Question everything, act often.
This is the first post in a series of posts about career lessons. If you like what you read, please join me and career expert/author Nicole Williams for a #CareerChat on setting and developing your career goals for 2014 sponsored by Secret Deodorant on January 15, 2014 to keep the conversation going.
The year was 2008. I worked from 8:30-5 supporting a commercial lending team at a bank. I wore a suit to work every day and I had nothing to strive for within my organization or my field. Later that year, I experienced a nasty and painful episode involving my boyfriend at the time. In hindsight, that episode was a divine intervention. Life was undoubtedly trying to teach me something that would change the rest of my life forever, both personally and professionally.
After the ugly episode, a woman named Joanne came into my life. Joanne always had a shit ton of questions for me when we talked. If I answered one question, she’d follow up with another and another. Most of these questions were ones I had never thought about or asked myself, let alone answered.
After hanging out with Joanne for a while, I realized that I had been living a life sans questions. Whether it was my major in school, my inherited world views, the guys I dated or the company I worked for, I fell into one situation after another without questioning anything. If I had questioned things earlier and acted on the answers to those questions, would I have experienced “the episode”?
Living a life without questioning things is a sure way to wake up five years from now saying, “WTF happened to me.” It’s the surest way to stay in a field that doesn’t suit you and to donate years of your life to a company that you don’t care about. On a personal level, living a life without asking questions is a guaranteed way to waste years dating the wrong person then wish you could take those years back. It’s a way to accept the status quo. It’s a way to never even try new things. It’s also the reason many people find themselves overweight or unable to escape bad habits year after year.
If I could buy back the years of living my life without questions, I would.
As I write this post, it’s January 2nd and the Internet is being invaded with shitty listicles encouraging people to write down their goals down and eat kale. Rather than set those New Year’s resolutions, this year I encourage you to live by the mantra, ”question everything, act often.” You’ll accomplish way more than you can even imagine right now. Your rose-colored glasses will come off and you’ll slowly change the trajectory of your entire life.

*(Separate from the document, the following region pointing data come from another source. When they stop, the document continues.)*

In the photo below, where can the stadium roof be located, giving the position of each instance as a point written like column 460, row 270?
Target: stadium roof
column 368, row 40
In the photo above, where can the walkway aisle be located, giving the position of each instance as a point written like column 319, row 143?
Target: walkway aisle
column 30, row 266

Once I started asking questions in 2008, my life started to change. I’d even go as far as saying I was re-born after I met Joanne. First, I admitted that my career path at the time was not enough for me. Without knowing what WAS right for me, I started a blog so that at least I had something to be passionate about. I joined Twitter and used it to meet amazing people who were smarter than me. I read a LOT of books and took classes about this new thing I truly believed would change the world: social media. I threw away some of my beliefs and I shed toxic people. I lived alone for the first time and learned the importance of being with myself. I met my now-husband. I left commercial banking to work at a startup. I overcame my fear of public speaking. I kept my head high after going through a movie-like lay-off. I started my own business without a plan or an extra dollar in my bank account. I became an adjunct professor. I got to the bottom of my spending problem and paid off my pile of credit card debt. I fiercely pursued my dream of working at an agency and fell madly in love with it. The relationships I keep are healthy and rewarding.
All this started with a few questions.
Many of you are living the life I was in 2008. You don’t even know what you want or where to start, but one thing’s for sure: you know this isn’t it. Perhaps you’re one of the millions who reads those New Year’s resolutions articles as a way of distracting yourself from your reality. Instead, pay attention to your gut and start asking yourself lots of questions. Or, elect a trusted friend to start the questioning. Once you answer some of those initial questions, ask more and more, do something about it and repeat. Make 2014 a year you will be grateful for later. Question everything and act often in 2014.